Due to a heightened public awareness as a result of all types of media coverage concerning foodborne illnesses, the level of training for employees working in the food industry in general needs to be increased. This is a responsibility that the food industry has to their clients and the general public. Employers have a responsibility to provide a well-designed, informational training program for employees to follow while on the job. It is important that this training be communicated in language that all employees understand. Practices and procedures must be translated for all employees, no matter what language they speak. Proper hygiene practices should be communicated prior to employment and reaffirmed with periodic training programs.
Explore this issueJune/July 2006
Signs with pictures of good practices are an excellent method to reinforce training. These should be displayed in areas where applicable and be multilingual. Training should be documented and list the employees that have completed it.
Workers can carry pathogens internally and on their hands, skin and hair. It is imperative that they follow and understand basic food protection practices and maintain a high degree of personal cleanliness and good sanitation practices to prevent food product contamination. Unless employees understand and follow basic food protection principles, they may unintentionally contaminate food packaging, water and other workers, thereby creating the opportunity to transmit foodborne illness. Employee health and hygiene falls into two categories, cleanliness and disease control.

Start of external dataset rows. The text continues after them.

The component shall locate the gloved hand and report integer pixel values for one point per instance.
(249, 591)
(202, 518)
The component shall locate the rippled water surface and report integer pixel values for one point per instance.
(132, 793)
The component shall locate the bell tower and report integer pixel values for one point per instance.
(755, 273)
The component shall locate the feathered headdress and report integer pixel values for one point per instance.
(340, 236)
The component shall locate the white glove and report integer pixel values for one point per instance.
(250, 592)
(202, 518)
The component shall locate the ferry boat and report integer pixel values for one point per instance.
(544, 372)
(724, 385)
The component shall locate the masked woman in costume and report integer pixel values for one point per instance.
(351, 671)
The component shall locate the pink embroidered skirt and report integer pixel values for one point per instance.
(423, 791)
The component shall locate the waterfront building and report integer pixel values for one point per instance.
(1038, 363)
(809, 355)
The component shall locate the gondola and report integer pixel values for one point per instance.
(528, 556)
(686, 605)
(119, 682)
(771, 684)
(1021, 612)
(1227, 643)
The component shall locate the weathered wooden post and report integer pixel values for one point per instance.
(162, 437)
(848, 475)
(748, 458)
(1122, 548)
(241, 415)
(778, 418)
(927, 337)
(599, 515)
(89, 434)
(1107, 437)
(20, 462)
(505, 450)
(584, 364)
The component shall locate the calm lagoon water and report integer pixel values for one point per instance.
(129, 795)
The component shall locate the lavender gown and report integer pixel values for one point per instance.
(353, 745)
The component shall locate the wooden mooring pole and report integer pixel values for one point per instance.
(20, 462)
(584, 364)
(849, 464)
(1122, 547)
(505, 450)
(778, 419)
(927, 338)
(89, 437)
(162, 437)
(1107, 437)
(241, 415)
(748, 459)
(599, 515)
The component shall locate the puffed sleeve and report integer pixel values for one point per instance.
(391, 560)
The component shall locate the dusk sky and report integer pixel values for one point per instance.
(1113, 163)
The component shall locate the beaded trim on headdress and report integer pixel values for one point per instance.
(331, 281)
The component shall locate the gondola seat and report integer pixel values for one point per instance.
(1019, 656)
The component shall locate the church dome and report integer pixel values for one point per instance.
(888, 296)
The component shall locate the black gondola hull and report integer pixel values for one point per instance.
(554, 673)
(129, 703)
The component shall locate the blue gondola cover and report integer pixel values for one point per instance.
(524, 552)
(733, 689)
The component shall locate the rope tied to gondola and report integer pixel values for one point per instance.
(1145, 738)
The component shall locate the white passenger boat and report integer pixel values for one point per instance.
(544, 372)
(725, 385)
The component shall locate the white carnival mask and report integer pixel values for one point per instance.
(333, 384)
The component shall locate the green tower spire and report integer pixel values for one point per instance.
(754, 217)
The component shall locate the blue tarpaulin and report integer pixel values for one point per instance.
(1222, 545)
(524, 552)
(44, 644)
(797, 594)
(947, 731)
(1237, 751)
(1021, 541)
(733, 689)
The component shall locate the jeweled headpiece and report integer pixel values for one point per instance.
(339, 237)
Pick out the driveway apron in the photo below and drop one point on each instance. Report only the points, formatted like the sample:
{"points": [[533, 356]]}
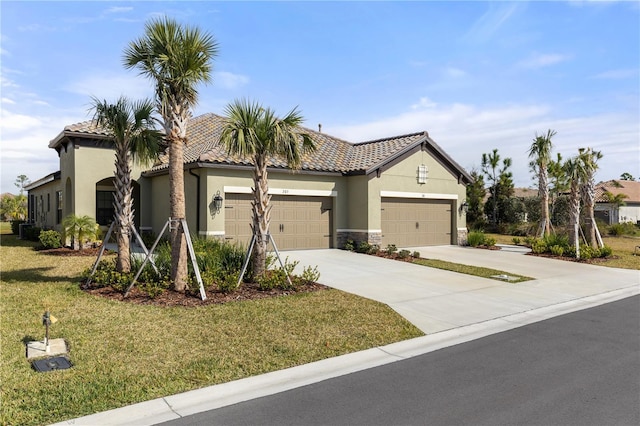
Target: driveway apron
{"points": [[435, 300]]}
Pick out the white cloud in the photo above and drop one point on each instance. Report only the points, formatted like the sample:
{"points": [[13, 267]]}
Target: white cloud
{"points": [[228, 80], [454, 72], [424, 102], [111, 86], [466, 131], [617, 74], [540, 60], [492, 20], [119, 9]]}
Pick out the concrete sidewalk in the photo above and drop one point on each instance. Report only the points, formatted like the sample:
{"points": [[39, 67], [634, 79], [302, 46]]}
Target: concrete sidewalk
{"points": [[450, 308]]}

Personal hygiene begins at home, with the essential elements for good hygiene being a clean body, clean hair and clean clothing. Hair in food can be a source of both microbiological and physical contamination. Hairnets and beard covers should be worn to assure food product integrity. Long-sleeved smocks should be worn to cover arm hair. Clean uniforms, aprons and other outer garments that are put on after the employee gets to work can help minimize contamination. While working, clothing should be kept reasonably clean and in good repair. Removal of smocks, lab coats or aprons should take place when leaving the work area to go to the employee break room, restroom or exiting the building. Personal items such as meals and snacks should be stored in a locker or break room area that is located away from processing areas or areas where equipment and utensils are washed.
The only jewelry allowed in a food plant is a plain wedding band and/or one small post earring in each ear. No other jewelry is to be worn because it may fall into the product, it can present a safety hazard and it cannot be adequately sanitized against bacterial transmission. It should be removed prior to entering the processing facility.
Employees must wear different colored smocks when going from a raw processing part of the establishment to the cooked processing side. They should also step into a sanitizer footbath between the two processing areas to eliminate the bacteria on their shoes.
No employee who is affected with, has been exposed to, or is a carrier of a communicable disease, the flu or a respiratory problem, or any other potential source of microbiological contamination shall work in any area where there is a reasonable possibility that food or food ingredients can be contaminated. The number one symptom of a foodborne illness is diarrhea. Other symptoms include fever, dizziness, vomiting, and sore throat with fever or jaundice. Any employee with these symptoms should not be allowed to work around food.
A company policy should be established requiring that employees report any active case of illness to supervisors before beginning work. If an employee has been diagnosed with a foodborne illness, exclude them from the establishment, and contact the local health department. The health department must be notified if the employee has been diagnosed with one of the following foodborne illnesses: Salmonella typhi, Shigella species, shiga toxin-producing E. coli, or hepatitis A virus.